In today’s reading from Deuteronomy 18:1 through Deuteronomy 18:5, we have just a few short verses about the high priests and the Levites. I’m not sure if it’s Moses or God that wants to keep bringing it to the attention of the people, but it would seem that one of the two wants to make sure the community does not forget those that do the work of the tabernacle. This passage begins with another reminder that the Levites, including the high priests, do not have a share in the inheritance with Israel. Their share is literally The Lord Himself.

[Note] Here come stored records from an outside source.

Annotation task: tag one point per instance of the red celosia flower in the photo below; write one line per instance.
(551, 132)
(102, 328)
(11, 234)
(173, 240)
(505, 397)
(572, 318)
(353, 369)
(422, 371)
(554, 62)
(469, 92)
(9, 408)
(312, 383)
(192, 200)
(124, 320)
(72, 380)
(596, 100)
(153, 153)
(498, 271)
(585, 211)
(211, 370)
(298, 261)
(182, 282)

Because the Levites’ share comes from a portion of the inheritance of the other tribes, it is important for the other tribes to remember to bring that share to them. Without it, those who work in the service of God and His tabernacle will have no place to live and nothing to eat. The share they receive is actually God’s portion. We’ve read before how the people give land, shelter, and food to the Levites. In this reading, we see that they are to bring the first fruits of all their abundance to the high priest. According to God, the first of their increase in all things–fruit, grains, new wine, olive oil, and even sheep’s wool–belongs to the high priest because God has chosen him from all the tribes to stand and serve in the name of The Lord forever. He and his sons will serve forever.

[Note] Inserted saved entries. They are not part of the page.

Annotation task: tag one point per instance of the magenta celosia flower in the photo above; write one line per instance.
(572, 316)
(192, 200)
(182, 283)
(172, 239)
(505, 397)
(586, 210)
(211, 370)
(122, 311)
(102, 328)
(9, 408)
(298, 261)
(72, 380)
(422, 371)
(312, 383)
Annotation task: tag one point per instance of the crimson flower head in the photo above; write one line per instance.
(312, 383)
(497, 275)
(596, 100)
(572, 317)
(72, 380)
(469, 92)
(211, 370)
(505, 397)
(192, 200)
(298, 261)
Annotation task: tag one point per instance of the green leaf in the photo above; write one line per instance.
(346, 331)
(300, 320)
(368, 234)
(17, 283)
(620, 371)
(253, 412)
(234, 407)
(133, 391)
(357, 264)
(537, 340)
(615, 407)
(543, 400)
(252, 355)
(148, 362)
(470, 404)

I have met people who work in such a sacrificial capacity for The Lord, that it made me wish I were rich enough to buy them everything they could ever need, so they would never want for anything. When people truly sacrifice what they could have in their lives for the sake of doing God’s work, I believe they deserve to be cared for, so they can continue to do the work. Even if there is no longer a tabernacle and animal sacrifices that require the amount of work we’ve read about in Torah history, those who make themselves available 24/7, 365, for God’s work are a rare and special breed. Of course, I’m not talking about schmoozing and doing talk shows in the name of The Lord, I’m talking about working in the spiritual trenches.

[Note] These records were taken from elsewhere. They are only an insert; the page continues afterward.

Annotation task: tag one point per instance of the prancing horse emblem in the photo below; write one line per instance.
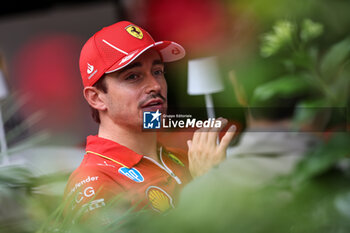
(134, 31)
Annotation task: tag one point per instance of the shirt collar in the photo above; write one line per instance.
(112, 150)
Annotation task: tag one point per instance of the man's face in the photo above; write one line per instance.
(138, 87)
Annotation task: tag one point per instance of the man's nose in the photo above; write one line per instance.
(152, 84)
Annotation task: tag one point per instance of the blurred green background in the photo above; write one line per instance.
(273, 49)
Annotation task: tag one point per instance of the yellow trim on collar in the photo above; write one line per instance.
(115, 161)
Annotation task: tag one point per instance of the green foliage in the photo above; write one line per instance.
(325, 77)
(277, 40)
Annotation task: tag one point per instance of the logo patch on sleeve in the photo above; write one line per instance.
(131, 173)
(159, 199)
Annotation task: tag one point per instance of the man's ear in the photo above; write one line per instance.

Even those who don’t work full-time in ministry are worthy of support from those who do not work in any type of ministry capacity, and that’s why I think it’s important to support them. For those in writing and music ministries, we can purchase their wares, and if we like them, we can help their marketing efforts by spreading the word about their products. The hard part for me is trying to be a good steward with my money when I’ve got less time to read than I have space on my bookshelf. At the same time, I’m also trying to keep to the golden rule since I hope people will read my novel when I get it finished. 🙂
I don’t think any Christian disagrees with the idea of supporting those in ministry, but there are differences of opinion as to what constitutes ministry and how we should support it. In Old Testament history, we know it was fruits and vegetables, grains and oils, etc. Now, our increase is mostly in the form of money, so most are satisfied to tithe directly from their paychecks. But, since the fruit of God’s Spirit is not financial, I would like to encourage people to give more offerings from God’s fruit, and not just to those in ministry. As God shares His love, joy, peace, patience, kindness, goodness, faithfulness, humility, and self-control with us (Yeshua modeled all of these), let us share those same virtues with others.
If we are not receiving these things from God where we can find an abundance of them from which to share, we may need a trip back to the altar to discover what is hindering our growth. Maybe it’s as simple as needing to eat more vegetables. A regular habit of opening God’s word to get some holy nutrition may be all we need to abound in the fruits (and vegetables) of The Spirit.